You're proving my point—employers take the most extreme lesson and it's considered expected practice. They absolutely should have immediately terminated the credentials that granted unilateral access to sensitive databases. (Ideally those would never exist in the first place—there are two-person schemes. A pair of bad actors...well apparently happens according to this article...but is far more unusual.) But employers regularly (but shouldn't) terminate all access including credentials that allow last email to colleagues exchanging personal contact info or something.
If you don't trust your people so much, why to hire them in a first place?
Looking at it from Europe - it is such a weird inhumane practice.
Someone decided your position is redundant. Okay, shit happens, economic downturn, etc. Then you have extra 3-6 months of work to pass your knowledge, train replacement and document everything.
Yeah but if you defense against somebody erasing a database is "we remove their access when they're fired" then your defense is garbage.
Like there's so many other attack vectors besides an upset ex-employee.. Like all those articles about NK employees who presumably are trying very hard not to be fired. Or employees using company provided insecure email software leaving them vulnerable to ransomware et al.
I suppose that's a very powerful way of preventing "accidents" on termination. But isn't that just theatre? I mean - as though termination is the one and only case where an employee with the power to destroy the company gets angry and might do something really stupid?!
Having people with that level of access without some form of two-person-control is already a sign of incompetence.
There is another thread elsewhere on the first page about low-trust USA.
Sadly, behaviors and expectations converge toward one another.
Last time I was laid off they let me keep my laptop for the rest of the day. I gave it to them immediately to avoid any accusations of sabotage.
Eventually I tried to log into one of my old cloud accounts, to find it was only disabled since 9 days after my layoff. Pretty sloppy.
I work in government.
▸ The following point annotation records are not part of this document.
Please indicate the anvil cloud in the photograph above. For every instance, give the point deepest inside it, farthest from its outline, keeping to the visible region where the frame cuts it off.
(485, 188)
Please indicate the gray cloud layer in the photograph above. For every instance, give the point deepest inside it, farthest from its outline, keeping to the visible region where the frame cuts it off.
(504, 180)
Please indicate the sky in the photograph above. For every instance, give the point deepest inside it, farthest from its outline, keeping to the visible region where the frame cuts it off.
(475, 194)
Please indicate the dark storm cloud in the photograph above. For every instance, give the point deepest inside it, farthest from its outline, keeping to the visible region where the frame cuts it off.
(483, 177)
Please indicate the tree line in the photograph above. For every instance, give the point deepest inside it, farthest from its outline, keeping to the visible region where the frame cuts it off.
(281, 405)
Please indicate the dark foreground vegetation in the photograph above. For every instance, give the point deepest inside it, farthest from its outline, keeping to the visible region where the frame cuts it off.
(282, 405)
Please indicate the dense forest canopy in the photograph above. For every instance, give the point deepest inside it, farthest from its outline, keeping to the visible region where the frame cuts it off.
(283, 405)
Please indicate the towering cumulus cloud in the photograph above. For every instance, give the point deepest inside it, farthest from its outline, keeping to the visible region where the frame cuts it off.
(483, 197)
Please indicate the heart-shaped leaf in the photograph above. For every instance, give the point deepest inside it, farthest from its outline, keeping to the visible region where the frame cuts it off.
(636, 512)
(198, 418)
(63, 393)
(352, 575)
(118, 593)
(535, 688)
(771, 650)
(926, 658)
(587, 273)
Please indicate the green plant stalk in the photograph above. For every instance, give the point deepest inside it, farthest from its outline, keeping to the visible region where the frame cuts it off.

If you think that is incompetence, then I have stories that could make your skin crawl.
There is a middleground, but it requires conscious effort to prop-up, support, and maintain over the long haul: off-boarding centers.
I worked for a Big Tech company that actually did this, and it made the transition a lot easier. You could still access corporate resources necessary for the transition (HR, benefits, internal job postings, training offerings, expense reporting, etc), check-in with colleagues 1:1 (who would be warned this person was no longer part of the org, attachments could be blocked to prevent exfil, etc), and still send/receive email internally (though external was blocked by default and required justification).
You can safeguard your corporate infrastructure without actually cutting everything off entirely and sending someone home to stew angrily about it. In fact, there might be (as yet undocumented) advantages to letting folks exist in that transition period on that segmented infrastructure, so as to identify potentially bad actors before they can do harm and see about mending bridges.
Of course all of that requires conscious investment in projects with no clear quarterly/yearly KPIs to measure cost or success against, so most employers will never remotely consider it.